At top, from left: 49ers head coach Kyle Shanahan and his...

At top, from left: 49ers head coach Kyle Shanahan and his father, Mike. At bottom, from left: 49ers running back Christian McCaffrey and his father, Ed. Credit: AP

LAS VEGAS — Kyle Shanahan was asked this past week about the legacy he is leaving on the game, with a chance to extend it on Sunday. He cringed at the word.

“When I think of ‘legacy,’ I think of my dad,” he said of former Super Bowl-winning head coach Mike Shanahan. “This is the last game of the year and these are the ones that count, so yeah, you understand that, you’re aware of that, but that’s stuff that you don’t really have time to spend thinking about.”

While trying to duck the question, Shanahan may have inadvertently hit on the exact point of what is at stake for him and the 49ers when they face Kansas City in Super Bowl LVIII.

It’s not the legacy they are trying to create.

It’s the one they are tasked with continuing.

For Shanahan, it is the one blazed by his father. Kyle was a ballboy on many of the teams his father coached, including the one he won as an offensive coordinator with the 49ers in the 1994 season.

“Being a coach’s son, I was very fortunate to just be around it so much, and especially at the NFL level,” Shanahan said. “My dad went to the NFL when I was 4 years old, so being around it almost my whole life, you don’t realize how much it helps you until you get in it. You realize a lot of the stuff you’ve been around makes it a little easier.”

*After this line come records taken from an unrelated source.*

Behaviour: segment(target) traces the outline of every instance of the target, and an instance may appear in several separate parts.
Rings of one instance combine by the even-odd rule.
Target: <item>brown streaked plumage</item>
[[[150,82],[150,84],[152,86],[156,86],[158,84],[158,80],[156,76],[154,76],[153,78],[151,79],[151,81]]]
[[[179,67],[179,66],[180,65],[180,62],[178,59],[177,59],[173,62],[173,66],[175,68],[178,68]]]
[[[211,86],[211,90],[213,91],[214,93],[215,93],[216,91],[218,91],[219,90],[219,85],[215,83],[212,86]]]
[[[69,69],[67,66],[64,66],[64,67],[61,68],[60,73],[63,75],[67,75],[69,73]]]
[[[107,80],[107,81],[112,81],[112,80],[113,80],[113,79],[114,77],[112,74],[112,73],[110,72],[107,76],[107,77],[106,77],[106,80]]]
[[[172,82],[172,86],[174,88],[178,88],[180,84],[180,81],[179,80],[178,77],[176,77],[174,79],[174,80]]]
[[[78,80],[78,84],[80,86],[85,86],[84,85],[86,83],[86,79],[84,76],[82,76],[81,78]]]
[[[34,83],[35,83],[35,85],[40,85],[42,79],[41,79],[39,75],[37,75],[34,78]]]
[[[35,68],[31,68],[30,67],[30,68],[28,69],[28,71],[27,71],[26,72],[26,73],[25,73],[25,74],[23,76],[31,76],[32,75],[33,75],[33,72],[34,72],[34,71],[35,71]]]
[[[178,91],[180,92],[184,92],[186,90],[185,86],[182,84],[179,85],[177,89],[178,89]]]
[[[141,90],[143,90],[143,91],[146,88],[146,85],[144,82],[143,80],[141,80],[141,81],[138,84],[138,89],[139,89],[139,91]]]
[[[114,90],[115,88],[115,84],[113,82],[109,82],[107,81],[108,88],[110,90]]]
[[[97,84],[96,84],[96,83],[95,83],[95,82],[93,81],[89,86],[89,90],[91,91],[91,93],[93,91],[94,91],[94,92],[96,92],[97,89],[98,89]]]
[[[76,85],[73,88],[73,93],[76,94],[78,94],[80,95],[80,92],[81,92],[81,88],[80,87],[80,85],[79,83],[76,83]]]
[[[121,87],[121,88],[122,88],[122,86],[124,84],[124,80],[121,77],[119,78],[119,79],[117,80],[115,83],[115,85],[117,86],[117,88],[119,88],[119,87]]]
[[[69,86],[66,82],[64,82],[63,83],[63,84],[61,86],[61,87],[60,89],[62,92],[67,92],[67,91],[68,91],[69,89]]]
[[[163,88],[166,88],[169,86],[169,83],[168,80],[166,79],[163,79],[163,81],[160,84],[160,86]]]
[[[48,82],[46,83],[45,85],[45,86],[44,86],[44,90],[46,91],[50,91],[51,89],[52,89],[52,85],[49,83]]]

But his own trophy case has been more difficult to fill. In two trips to the Super Bowl, one as the 49ers’ head coach four years ago and one as the Falcons’ offensive coordinator three years before that, he’s come away with nothing but heartbreak after having late leads each time.

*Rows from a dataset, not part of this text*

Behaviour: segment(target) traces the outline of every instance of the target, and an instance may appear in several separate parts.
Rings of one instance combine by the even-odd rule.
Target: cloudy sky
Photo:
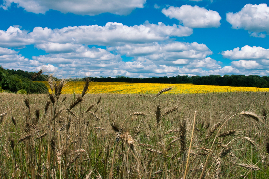
[[[0,64],[64,76],[269,76],[268,0],[0,0]]]

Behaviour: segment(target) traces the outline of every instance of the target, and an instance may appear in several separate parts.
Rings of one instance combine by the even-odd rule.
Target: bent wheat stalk
[[[194,126],[195,125],[195,117],[196,116],[196,111],[194,112],[194,119],[193,120],[193,125],[192,126],[192,137],[191,137],[191,141],[189,147],[189,152],[188,153],[188,158],[187,158],[187,163],[186,163],[186,168],[185,169],[185,173],[184,174],[184,179],[186,179],[187,175],[187,170],[188,169],[188,164],[189,163],[189,153],[190,152],[191,147],[192,146],[192,137],[193,136],[193,131],[194,131]]]

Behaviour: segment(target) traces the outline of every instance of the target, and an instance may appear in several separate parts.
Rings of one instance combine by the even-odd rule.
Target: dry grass
[[[0,178],[269,176],[265,92],[88,94],[86,81],[63,96],[49,79],[49,95],[0,93]]]

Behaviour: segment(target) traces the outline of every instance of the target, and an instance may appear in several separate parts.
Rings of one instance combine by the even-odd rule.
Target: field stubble
[[[0,93],[1,177],[269,176],[268,94],[169,92]]]

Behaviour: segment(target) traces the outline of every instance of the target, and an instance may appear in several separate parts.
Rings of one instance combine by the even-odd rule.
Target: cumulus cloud
[[[155,9],[160,9],[160,8],[161,8],[161,7],[157,5],[157,4],[154,4],[154,8]]]
[[[29,44],[68,44],[58,45],[59,48],[68,48],[72,44],[80,44],[113,46],[126,43],[142,43],[164,41],[171,37],[188,36],[192,30],[187,27],[158,24],[146,22],[133,26],[121,23],[108,22],[104,26],[96,25],[69,27],[52,30],[36,27],[27,33],[18,27],[10,27],[6,31],[0,30],[0,47],[22,47]],[[40,47],[48,49],[45,45]]]
[[[197,5],[170,6],[163,9],[162,12],[166,17],[176,19],[184,26],[191,28],[217,28],[221,24],[221,18],[217,12]]]
[[[28,12],[45,14],[50,9],[64,13],[94,16],[103,13],[120,15],[130,13],[136,8],[143,8],[146,0],[3,0],[0,7],[6,10],[11,3],[17,4]]]
[[[110,50],[113,48],[109,48]],[[128,56],[145,56],[152,60],[175,61],[179,59],[204,58],[212,54],[205,45],[173,42],[166,44],[151,44],[126,45],[115,47],[117,52]],[[176,63],[174,64],[177,64]]]
[[[246,45],[241,48],[241,50],[238,47],[233,50],[222,52],[221,55],[224,58],[232,59],[269,59],[269,49]]]
[[[237,13],[227,13],[226,17],[232,28],[247,30],[252,36],[265,37],[262,33],[269,33],[269,7],[266,4],[247,4]]]
[[[233,61],[232,64],[236,68],[246,69],[257,69],[262,68],[262,66],[254,60]]]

A win Sunday would make the Shanahans the first father-son duo to coach teams to Super Bowl wins, but t

hat isn’t the only legacy the 49ers are trying to continue.

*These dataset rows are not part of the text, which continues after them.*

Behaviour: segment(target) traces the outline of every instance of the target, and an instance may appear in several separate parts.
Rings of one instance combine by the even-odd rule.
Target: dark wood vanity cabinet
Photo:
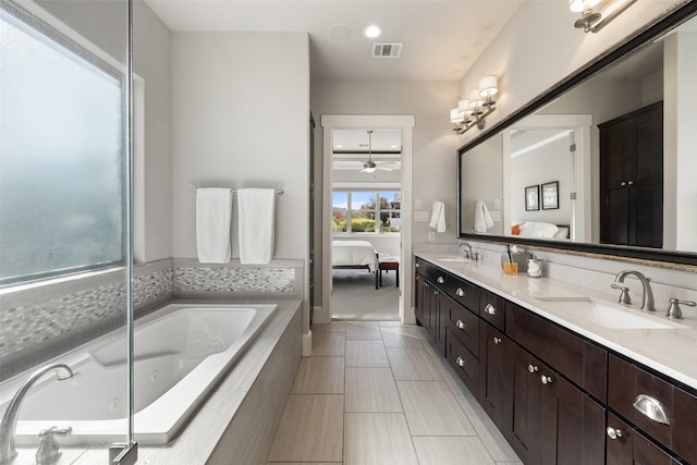
[[[678,465],[680,462],[651,443],[644,435],[608,414],[608,465]]]
[[[697,464],[697,396],[615,355],[609,372],[608,405],[647,437]],[[652,417],[634,407],[639,396]]]
[[[493,424],[504,430],[511,418],[513,391],[506,351],[513,342],[485,321],[479,328],[479,403]]]
[[[663,244],[663,102],[598,125],[600,242]]]
[[[509,344],[506,353],[513,399],[503,433],[523,462],[602,464],[602,405],[519,345]]]

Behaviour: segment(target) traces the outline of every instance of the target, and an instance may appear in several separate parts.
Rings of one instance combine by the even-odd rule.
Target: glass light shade
[[[568,0],[568,9],[574,13],[583,13],[600,3],[600,0]]]
[[[469,108],[469,99],[463,98],[457,102],[457,110],[461,115],[472,113],[472,109]]]
[[[479,89],[472,89],[469,91],[469,108],[479,108],[484,103]]]
[[[497,76],[489,74],[479,79],[479,95],[481,97],[491,97],[499,91],[499,82]]]

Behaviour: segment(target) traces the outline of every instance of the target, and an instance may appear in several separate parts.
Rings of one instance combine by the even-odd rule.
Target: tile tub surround
[[[173,302],[196,303],[188,299]],[[224,303],[277,304],[278,309],[182,433],[169,444],[139,444],[138,463],[217,465],[266,462],[301,362],[302,302],[245,298]],[[14,465],[34,464],[35,451],[21,449]],[[63,454],[76,457],[69,462],[75,465],[108,463],[106,449],[63,448]]]
[[[85,273],[2,290],[0,380],[112,331],[125,322],[125,270]],[[136,311],[172,297],[172,261],[134,270]]]
[[[536,297],[583,296],[614,304],[617,295],[610,289],[612,279],[604,282],[601,290],[597,290],[551,278],[504,274],[499,264],[443,261],[439,259],[443,254],[421,253],[417,256],[681,383],[697,389],[697,353],[694,351],[697,343],[697,317],[692,313],[685,313],[685,319],[680,320],[681,325],[687,327],[686,329],[608,329],[592,325],[583,318],[565,315],[554,302],[542,302]],[[640,293],[634,294],[635,304],[631,307],[631,311],[640,314],[638,309],[640,295]],[[636,302],[639,304],[637,305]],[[659,305],[657,307],[659,310],[656,317],[661,319],[665,307]]]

Christian McCaffrey’s father, Ed McCaffrey, was a wide receiver who won a ring with that 49ers team for which Mike Shanahan was the coordinator. The McCaffreys are attempting to become the second father-son duo to win Super Bowls with the same organization after Steve and Zak DeOssie did it with the Giants.

“It’s surreal, man,” Christian McCaffrey said. “Even though I didn’t grow up in San Francisco, it feels like home to me. All the names that are in our building are the same names that I remember my dad would say, and it’s just the next generation of them. It is really cool to be able to go to work with all of those guys, knowing that we’re cut from the same cloth.”

Legacy also stretches beyond family. This is an organization that won five titles between 1982 and 1995 but has been to two Super Bowls since and lost both. This is a franchise that has produced Joe Montana and Steve Young and now turns to Brock Purdy, taken with the final selection in the 2022 draft, to pick up the heavy quarterback torch.

“What they’ve done for this organization, the history, for me as a quarterback, there’s obviously some big shoes to fill,” Purdy said of his predecessors. “I’m not going to compare myself to them or anything, but they’ve set the standard for winning in this organization. You look at the 49er logo, you think of success and Super Bowls because of those guys. And when you’re in their presence, you’re in the presence of greatness. They got the job done, so it definitely makes you think ‘let’s step it up and live up to the standard that they set.’ ”

Both Hall of Famers offered private advice to Purdy.

“Just briefly talking to Joe, it’s been just pretty simple, just in terms of ‘you’ve got a good team around you,’ ” Purdy said of his chat with Montana.

He said he was told to “go through your reads and what Kyle is calling and trust in Kyle.”

As for Young, Purdy said they talked about “mindsets.”

“With all the stuff going around on the outside, being able to sink back into what you believe and understand who you are and what your purpose is,” Purdy said.

He said Young spoke to the entire team, too.

“When you have an opportunity like this, you’ve got to take it,” Purdy said of that message. “You can’t let it slide. There’s a lot of players in the NFL that don’t get opportunities to go to the Super Bowl and win it. So he was like, ‘You got to do what you can as a team when you have this opportunity to take it.’ ”

If the 49ers can do that, they’ll be able to do more than just continue the traditions and standards they have been born (or drafted or signed or traded) into. They’ll have created their own.

“When it’s all said and done,” Kyle Shanahan said, “then I guess people can talk about legacy.”

Maybe he will, too.

ABOUT THE NINERS

*Appearing in eighth Super Bowl, tied for second-most among NFL teams.

*Can tie Patriots and Steelers for most Super Bowl wins, six.

*Their 38 postseason wins rank first among in NFL history.

*Overcame 17-point deficit to win NFC Championship, largest halftime deficit overcame to win in a Championship game.

•Brock Purdy is only the fourth QB with four playoff wins in his first two seasons.

*Christian McCaffrey can become first player with six rushing TDs in a single postseason since Sony Michel in 2018.